Letter from Japan: Learning the language of silence

In most countries of the world it helps to know the language a little before you arrive; in Japan, it can only be an impediment. Words tend to get in the way, and the ideal conversation for most of the Japanese I’ve lived among for 22 years is one in which as few words as possible are exchanged. The country fashions itself more as a family than a free-for-all, and as in any close setting, if you really know someone, you listen less to her words than to her pauses, her hesitations, her tone of voice, everything she leaves out. The main language to learn when you come to Japan is silence.

I got a crash-course in this elusive tongue, harder to translate than Hungarian, when I went with my Japanese sweetheart to the templed island of Miyajima not so long ago. I knew that the place would be packed with Japanese visitors — we were going on a holiday weekend in early November — eager to enjoy its celebrated maple trees, its strolling deer and “white raccoons,” the Itsukushima shrine set out on the sea, as shrines had been set here for fifteen hundred years. So I found a list of traditional Japanese inns on the island and made some calls several weeks in advance. At one of the numbers, remarkably, the phone was answered by the sweetest and most mellifluous voice I’d heard in years, switching within a syllable to perfect English.

I asked if she had a room available for the first weekend in November.

“Of course,” came the trilling answer. “Would you like a Western room or a Japanese?”

“Western,” I said, remembering too many nights sneezing on tatami mats.

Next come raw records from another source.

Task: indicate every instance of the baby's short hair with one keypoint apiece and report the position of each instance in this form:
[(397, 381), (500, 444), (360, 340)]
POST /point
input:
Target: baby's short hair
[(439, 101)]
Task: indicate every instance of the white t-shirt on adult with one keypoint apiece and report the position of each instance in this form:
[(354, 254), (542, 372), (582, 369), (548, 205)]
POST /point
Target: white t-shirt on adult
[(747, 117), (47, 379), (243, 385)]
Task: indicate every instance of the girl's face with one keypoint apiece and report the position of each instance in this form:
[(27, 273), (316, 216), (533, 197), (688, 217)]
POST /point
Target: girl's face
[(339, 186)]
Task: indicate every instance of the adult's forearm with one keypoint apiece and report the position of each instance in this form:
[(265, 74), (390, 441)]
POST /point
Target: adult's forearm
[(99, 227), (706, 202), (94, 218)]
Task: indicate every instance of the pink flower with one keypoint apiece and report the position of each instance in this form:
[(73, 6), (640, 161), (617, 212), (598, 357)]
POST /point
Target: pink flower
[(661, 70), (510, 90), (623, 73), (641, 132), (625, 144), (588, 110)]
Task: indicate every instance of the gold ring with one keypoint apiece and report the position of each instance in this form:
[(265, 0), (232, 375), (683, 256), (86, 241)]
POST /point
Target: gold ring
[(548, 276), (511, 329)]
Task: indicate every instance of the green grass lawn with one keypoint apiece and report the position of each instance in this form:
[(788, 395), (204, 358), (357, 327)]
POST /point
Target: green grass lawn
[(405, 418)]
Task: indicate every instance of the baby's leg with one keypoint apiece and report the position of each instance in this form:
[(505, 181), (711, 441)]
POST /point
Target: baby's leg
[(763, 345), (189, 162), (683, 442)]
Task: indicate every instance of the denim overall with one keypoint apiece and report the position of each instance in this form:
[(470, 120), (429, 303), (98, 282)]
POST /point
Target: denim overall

“Okay. I’ll be waiting for you!”

Was that all, I wondered? Was something wrong? I queried her some more, and she said, in the most lilting and almost hypnotic English I’d heard in months, “Our rooms are very small, I’m afraid, but our food is good. I’ll be waiting for you.”I put down the phone with the strangest feelings. There was something so intimate and warming about the encounter that I’d felt as if I’d been admitted to a bedroom. Not in a seductive way, but in the form of an ideal reassurance. Japan styles itself publicly as a perfect mother — polite, attentive, consoling — and now, somehow, even I had been brought into the circle of her attention. I didn’t remember, for the moment, the classic wisdom here about how the greater the impression of intimacy, the deeper the probable distance (a lesson I could also have learned in my native England). I just rejoiced in the medicinal sweetness. Suggestion is only a half-note away from assertion in Japan, and it would take a Henry James to tell the velvet glove from the fist within it.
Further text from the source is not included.